JANUARY 19, 2002

Dennis says that next two seasons will be tough

MCLAREN Chairman Ron Dennis has predicted that the next two seasons will be tough commercially for the F1 business and there could be a painful squeeze which will make it hard for some teams to survive. His comments came over a weekend when the F1 community was waiting to hear whether the Prost Grand Prix operation will be saved or finally be wound up by the French court which has been administering it in receivership since last November.

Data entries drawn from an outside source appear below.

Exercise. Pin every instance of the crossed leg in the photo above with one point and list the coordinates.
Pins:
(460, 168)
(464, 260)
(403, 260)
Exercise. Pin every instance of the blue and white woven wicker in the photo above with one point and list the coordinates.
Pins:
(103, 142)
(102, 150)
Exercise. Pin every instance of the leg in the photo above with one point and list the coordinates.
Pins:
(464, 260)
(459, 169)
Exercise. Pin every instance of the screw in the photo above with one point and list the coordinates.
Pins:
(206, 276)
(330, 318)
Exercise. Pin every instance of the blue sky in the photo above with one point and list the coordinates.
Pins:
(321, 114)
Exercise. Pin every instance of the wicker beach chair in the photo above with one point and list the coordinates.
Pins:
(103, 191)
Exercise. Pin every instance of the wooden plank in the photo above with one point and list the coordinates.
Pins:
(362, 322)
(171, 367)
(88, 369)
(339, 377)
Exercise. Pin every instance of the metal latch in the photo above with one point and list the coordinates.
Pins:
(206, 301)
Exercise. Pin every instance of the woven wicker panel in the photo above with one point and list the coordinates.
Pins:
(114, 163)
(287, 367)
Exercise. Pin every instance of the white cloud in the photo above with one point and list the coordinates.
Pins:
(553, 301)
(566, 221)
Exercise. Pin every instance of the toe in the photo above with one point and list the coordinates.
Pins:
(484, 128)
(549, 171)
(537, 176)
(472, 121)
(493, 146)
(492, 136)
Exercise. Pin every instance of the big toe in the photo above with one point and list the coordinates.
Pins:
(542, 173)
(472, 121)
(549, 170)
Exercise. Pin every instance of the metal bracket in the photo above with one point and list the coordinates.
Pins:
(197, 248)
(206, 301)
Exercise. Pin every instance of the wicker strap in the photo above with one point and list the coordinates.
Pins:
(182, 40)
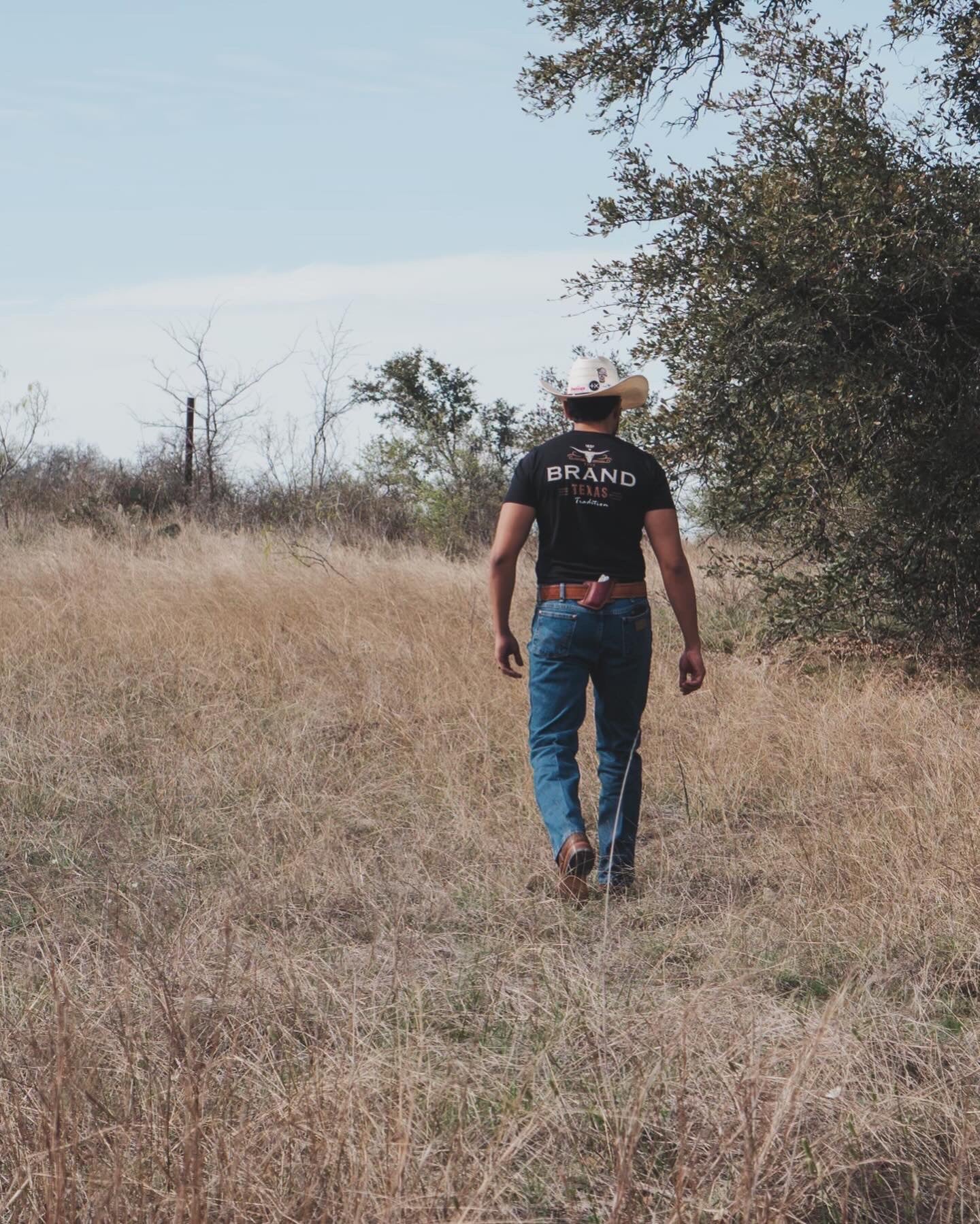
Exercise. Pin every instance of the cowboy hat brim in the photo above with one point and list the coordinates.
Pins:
(632, 391)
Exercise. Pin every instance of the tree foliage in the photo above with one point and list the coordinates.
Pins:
(444, 450)
(815, 298)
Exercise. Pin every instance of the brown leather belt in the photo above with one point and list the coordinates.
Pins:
(580, 591)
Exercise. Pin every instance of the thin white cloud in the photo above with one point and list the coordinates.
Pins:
(499, 315)
(477, 280)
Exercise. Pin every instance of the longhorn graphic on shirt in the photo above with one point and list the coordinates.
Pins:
(591, 454)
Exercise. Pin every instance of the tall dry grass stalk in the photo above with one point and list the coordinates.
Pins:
(269, 950)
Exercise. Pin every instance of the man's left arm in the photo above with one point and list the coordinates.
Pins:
(514, 528)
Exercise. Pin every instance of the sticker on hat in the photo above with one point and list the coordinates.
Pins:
(598, 376)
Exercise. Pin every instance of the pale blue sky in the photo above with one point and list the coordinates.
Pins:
(292, 161)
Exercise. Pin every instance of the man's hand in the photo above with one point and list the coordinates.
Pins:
(692, 669)
(505, 648)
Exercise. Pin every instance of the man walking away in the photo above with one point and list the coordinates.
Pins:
(593, 495)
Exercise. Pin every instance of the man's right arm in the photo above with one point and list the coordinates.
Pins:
(666, 539)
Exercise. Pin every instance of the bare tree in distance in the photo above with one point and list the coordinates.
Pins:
(301, 458)
(21, 423)
(226, 397)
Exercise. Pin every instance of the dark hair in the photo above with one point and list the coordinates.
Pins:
(595, 408)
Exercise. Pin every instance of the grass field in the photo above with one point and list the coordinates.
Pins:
(270, 953)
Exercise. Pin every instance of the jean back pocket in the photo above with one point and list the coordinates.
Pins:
(553, 633)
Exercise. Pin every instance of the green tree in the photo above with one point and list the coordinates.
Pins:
(445, 452)
(815, 297)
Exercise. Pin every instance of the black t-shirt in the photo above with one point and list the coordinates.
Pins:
(591, 493)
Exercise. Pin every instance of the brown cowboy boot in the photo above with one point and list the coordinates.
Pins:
(576, 859)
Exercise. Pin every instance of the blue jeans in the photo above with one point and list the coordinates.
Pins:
(569, 646)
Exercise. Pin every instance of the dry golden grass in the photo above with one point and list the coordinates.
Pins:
(269, 951)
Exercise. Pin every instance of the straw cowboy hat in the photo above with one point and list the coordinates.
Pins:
(598, 376)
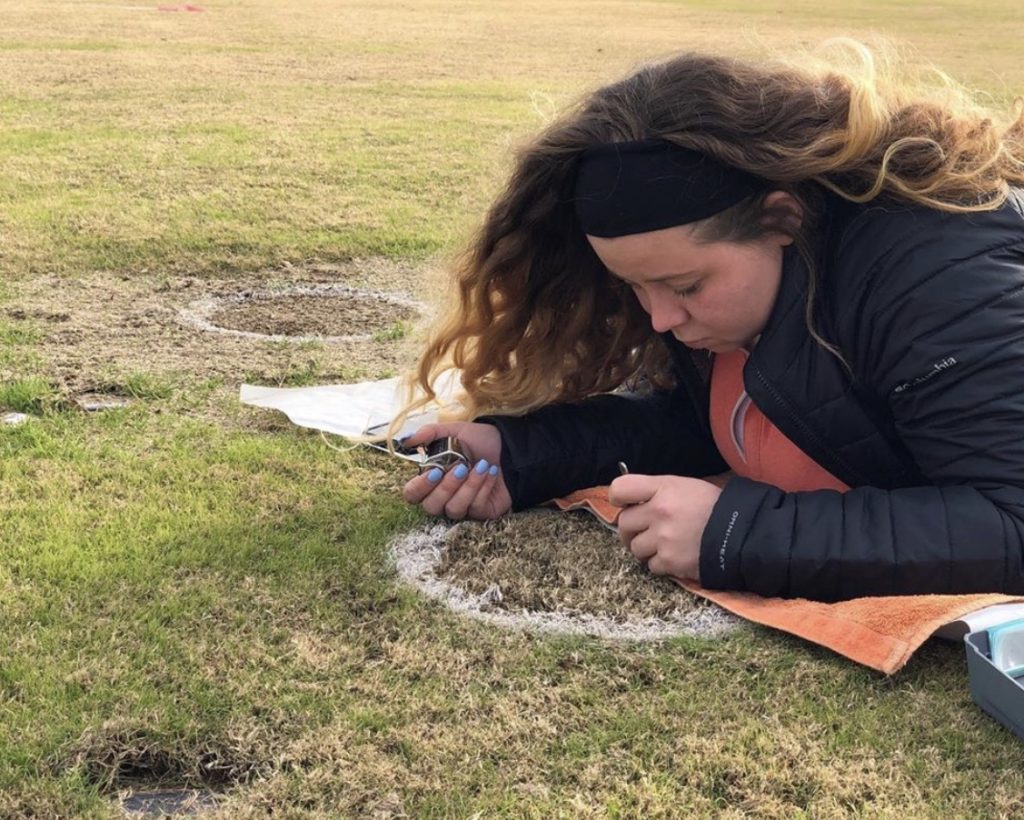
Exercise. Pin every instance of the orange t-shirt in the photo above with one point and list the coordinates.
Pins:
(751, 444)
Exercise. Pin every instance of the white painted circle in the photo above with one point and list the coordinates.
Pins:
(418, 554)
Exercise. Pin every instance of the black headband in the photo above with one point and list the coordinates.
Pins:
(649, 184)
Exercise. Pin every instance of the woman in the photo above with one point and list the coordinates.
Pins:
(816, 278)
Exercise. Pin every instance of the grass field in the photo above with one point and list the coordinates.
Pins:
(198, 594)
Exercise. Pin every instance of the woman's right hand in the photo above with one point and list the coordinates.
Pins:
(476, 491)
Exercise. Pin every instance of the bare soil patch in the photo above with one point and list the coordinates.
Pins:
(97, 330)
(326, 314)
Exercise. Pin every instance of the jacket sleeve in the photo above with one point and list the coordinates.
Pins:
(940, 340)
(563, 447)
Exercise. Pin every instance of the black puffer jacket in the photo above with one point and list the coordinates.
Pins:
(927, 427)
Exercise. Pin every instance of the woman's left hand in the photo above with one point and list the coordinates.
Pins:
(664, 520)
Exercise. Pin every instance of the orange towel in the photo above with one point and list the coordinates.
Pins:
(882, 633)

"Grand Prix teams are normally last in and last out of a recession," he said. "If you are a team which is well structured your finances are arranged two or three years ahead, and in our cases, up to seven years ahead with some investors. From our standpoint we are pretty stable, but outside F1 a whole series of things have occurred in sequence which have pulled the world economy down.

"We had ridiculous amounts of money being paid for stocks which were not yielding acceptable commercial returns, particularly in the dot.com area. The value of some of these shares were totally out of sync from any logical multiple which could be placed on their profit. Then after the tragedy of September 11, I think many companies felt they had an opportunity to put every piece of commercial bad news into the wider world.

"I think now we're going to have a very strong recovery which will initially be very slow. In that period - this year and the beginning of next - I think some F1 teams will really suffer because they are tied up with short term, two year sponsorship deals. Are we going to see some attrition? Yes, I think we will, but F1 breeds survivors, but there will be a few walking wounded, I feel for sure. It's a very severe period in which we are operating at the moment."